You don't see Alechinsky's work in the UK very often (though the Tate has eight of his works). I stumbled on his work at a show in the maritime museum in Paris about 20 years ago and immediately related to the way he breaks up the space into smaller spaces, using borders or "thumbnails". The shapes seem to be impetuous, immediate, impatient jottings; the colours can be wild. The output is prolific.

See some of his work, in chronological order, at poulwebb.blogspot.co.uk, from which these images are borrowed.
L'hiver, 1951
Borealite, 1971
Page d'atlas universell, 1984 (the series is derived from and printed on atlas pages)
La Mere noire, 1988-90
Les Aiguilles, 1996
La Quadrature, 2009

Art I like - Takashi Iwasaki

I didn't know which image of work by Takashi Iwasaki to choose, so here's what you see when you google his name. The various stitches in this closeup (from here) caught my eye -
It's a fantastical world, made cheerful by the colours - sort of Paul Klee and Gert and Uwe Tobias meet Tilleke Schwarz and Janet Bolton (or even Jim Flora)?

Iwasaki was born in Japan in 1982 and moved to Winnipeg, Canada, in 2002. He says of his work: "Most of my recent works (after 2009) are either visual recording of my daily life or visualization of my imaginary worlds or landscapes that no one would see unless otherwise depicted; whereas my earlier works have been mostly focused on their formal qualities." As well as embroideries, he makes painting, collages, sculpture and prints.
Midoriyaamehatzga, 2009, 51 cm square (from here)

01 March 2013

"Related searches"

How long has this been going on? The words in blue, above the images -
click on images to enlarge
Google in its omniscience is now linking together our interests for us, by telling us about "related" things we've looked for, or at.

I clicked on a link for Jaune Quick-to-See Smith and got images of her work all right - and links to searches of "related" artists - Romare Bearden, Kathe Kollwitz, and Robert Rauschenberg. (Are those my searches, or those of the person who put the link in her blog post?) Hovering on one of the names resulted in a preview of the artistk's images -
Clicking on a name, you get further "related searches" - kathe kollwitz self portrait, kathe kollwitz war, etc -
Fascinating!

Book du jour - "Flood library"

The "flood flowers" morphed back into a "library" - three separate libraries in fact, using different types of paper.

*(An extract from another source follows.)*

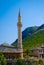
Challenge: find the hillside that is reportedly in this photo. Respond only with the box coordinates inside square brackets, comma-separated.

I like the way that something so simple as water changes the paper and makes the structure of the book into a narrative of its own. These were done in a bit of a hurry for a submission, and there's probably more that can be done with this concept - enormously long "libraries", for example ... or different kinds of paper ... or adding text that seeps off the page ... or standing the pages in ink that wicks up ... adding thread to help the ink wicking up, that idea rather excites me ... but further development will have to wait a while.

Next in line is another of my "reading room" books, for the display of books at the Al-Mutanabbi Street poetry reading next week. After that, my next book event is the Turn The Page book fair in Norwich, 3-4 May. And then an open studio event in June. It's good to have a few things on the horizon - and it's good that the days are getting longer, spring is coming, energy is returning!